As such it requires sufficient permissions to run it requires the ability to run queries in both source and destination projects, ability to create and delete and list objects in src and destination buckets and ability to create tables and views in destination datasets.

bqsync is resumable i.e. it will pick up where it left off tables schemas are copied first alphabetically and there data asynchronously (largest row sets are prioritised) then views all table copying is completed on first pair and only when first pair is complete does it move to the next. It is assumed bqsync will be rerun to resolve issue, bqsync will update tables and schemas for schema changes (assumes additions) it will also handle non backward compatible in many cases by deleting recreataing tables and recopying data.

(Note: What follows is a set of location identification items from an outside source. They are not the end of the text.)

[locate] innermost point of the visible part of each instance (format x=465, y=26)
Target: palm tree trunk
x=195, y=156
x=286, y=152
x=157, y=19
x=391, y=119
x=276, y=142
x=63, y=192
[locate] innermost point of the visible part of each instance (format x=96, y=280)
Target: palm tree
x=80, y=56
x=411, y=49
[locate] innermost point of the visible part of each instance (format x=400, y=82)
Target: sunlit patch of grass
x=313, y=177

Unlike dataset copying this tools has support for CMEK keys in source and destination it does this in 2 major ways;

  • If the source table is encrypted with a global key the key is simply reused in the destination location.
  • If the source table has a regional key say HSM key then it encrypts the new table with a key of exactly

the same name with location changed to the new location. That means for thise to work the target key MUST exist in the location with exactly matching name. Plus be accesible to destination projects service account.

Unlike dataset copying this also puts no constraint on number of tables more tables the longer it takes. But as resumable can be restarted at anytime.

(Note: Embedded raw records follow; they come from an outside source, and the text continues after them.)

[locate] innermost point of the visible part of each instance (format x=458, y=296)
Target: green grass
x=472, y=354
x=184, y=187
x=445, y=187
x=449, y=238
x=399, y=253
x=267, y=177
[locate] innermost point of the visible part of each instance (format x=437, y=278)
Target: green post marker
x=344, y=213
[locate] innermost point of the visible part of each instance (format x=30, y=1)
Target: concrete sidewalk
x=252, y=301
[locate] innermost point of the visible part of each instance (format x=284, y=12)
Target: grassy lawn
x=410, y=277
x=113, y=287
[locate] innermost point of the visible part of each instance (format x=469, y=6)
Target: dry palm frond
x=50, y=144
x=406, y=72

NB Tested in Python 2.7 and Python 3.6 and with bigquery libraries from 0.32.0 to 1.23.1 not all features are supported in older libraries such as clustering etc. Testing has also avoided those so far. If you are interested in testing and improving and contributing ideas raise issues on the project or take a fork and propose pull requests.

As failures can occur it is best to make sure a lifecycle rule of delete after 1 day is set on the buckets for usage.

A json file like below can be used (say this was lifeCycle.json);

{
  "lifecycle": {
    "rule": [
      {
        "action": {
          "type": "Delete"
        },
        "condition": {
          "age": 1,
          "isLive": true
        }
      }
    ]
  }
}

The following command would set the life cycle on the bucket

gsutil lifecycle set lifeCycle.json url

It is also worth noting bqsync for reasonable datasets when used is highly likely to hit quota limits notable extract bytes per day (as of writing 11 terabytes a day). It may also hit max quotas and load/extracts per table and copies per table.